RTPK - Post Processed GNSS - Long Range, Short Occupation Test
Saturday evening I took a few minutes to scratch an itch I've had for some time now. I wanted to test RTK and RTPK precision at long distances. Several years ago I tested RTK at distances of 10+ miles and found some very interesting results using GPS and Glonass which convinced me that our stated precisions at the time were overly pessimistic. With multiple constellations it seemed that we could probably achieve even better results today. With the old GPS and Glonass only v6 engines, the furthest I ever used RTK was about 25 miles. Precision started to open up and time to fix also opened up. The fixes were correct, but precision was so loose as to not really have a use for most of my surveying work.
I setup a Javad GNSS Triumph-3 at my office, using a Javad issued Verizon SIM card with static IP, transmitting RTCM3 MSM4 Short, GPS+Glonass+Galileo+Beidou corrections to my Javad GNSS Triumph-LS Plus with J-Field 184.108.40.2061 and GNSS 220.127.116.11918 firmware. I used Javad DPOS derived coordinates for the base (at present I'm not sure what the statistics are on the coordinates I used). I drove 30+ miles to a HARN monument at a county airport DATASHEETS (noaa.gov)

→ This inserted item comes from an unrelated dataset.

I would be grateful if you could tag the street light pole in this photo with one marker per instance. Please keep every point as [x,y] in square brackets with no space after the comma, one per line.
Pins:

I occupied the monument for 30 seconds. Due to default settings, I did not immediately have an RTK fix, but I logged the data and processed using RTPK, the onboard post-processing application in J-Field. The baseline distance was 170255 feet (or 32.2 miles or 52km). I was shocked that RTPK reported a fixed solution. Moreover I was blown away by the repeatability of the following points collected and the low residuals compared to the published coordinate of the mark.
N 6898032.82 sFT
E 3259192.75 sFt
U 348.9 sFt
Texas North Central Zone
NAD83, 2011 Adjustment, Epoch 2010, Orthometric Height Geoid18
Point 1 - 30 seconds
N +0.084 E -0.009 U +0.3
Point 2 - 30 seconds
N +0.076 E -0.042 U +0.2
Point 3 - 180 seconds
N +0.023 E -0.038 U +0.25
Point 4 - 60 seconds
N +0.067 E -0.038 U +0.25
Point 5 - 60 seconds
N +0.062 E -0.034 U +0.1
Point 6 - 30 seconds
N +0.031 E -0.016 U +0.25
I would not consider this a thorough test. While I do trust the coordinates of the base and of the NGS monument, I cannot say that their precision is better, or worse, than the precision RTPK appears to produce. Also, I cannot say that through a 24 hour cycle that the precision would continue to be as good as what I saw here. The sample size is just two small and the test site too unknown to make definitive assertions. Having said all of that, I've been using GPS for more than 20 years now. There was a time when L1 only GPS was ubiquitous. The general useful range was limited to about 20km (12 miles) and precision was noticeably poorer at those ranges than at 10km (6 miles) or less. My dad and a few colleagues across the country experimented with long range L1 solutions with great success, but the required procedures to achieve those results was beyond practicality for most surveying applications. Later as we invested in dual frequency GPS equipment I found that I could acquire fixed positions, post processed, with only five minutes of data within about 10 miles of the base. I never really pushed the limits much further, except to say that even with OPUS and then DPOS, I would see how short an occupation I could use to get a reliable fix with the CORS spacing I had (about 30 miles). I found that 15 minutes was the bare minimum.
So you can imagine my surprise when I consistently acquired tight fixes using RTPK at 32 miles with only 30 second observations. Eventually I made some changes to a few settings in the advanced settings of the RTK engines which allowed me to get reliable RTK fixes at that range as well.
I do not know how important the addition of Galileo and Beidou were to getting a fix at this distance with these short observations, but I suspect it was critical. This definitely makes an office base station more practical for many surveyors.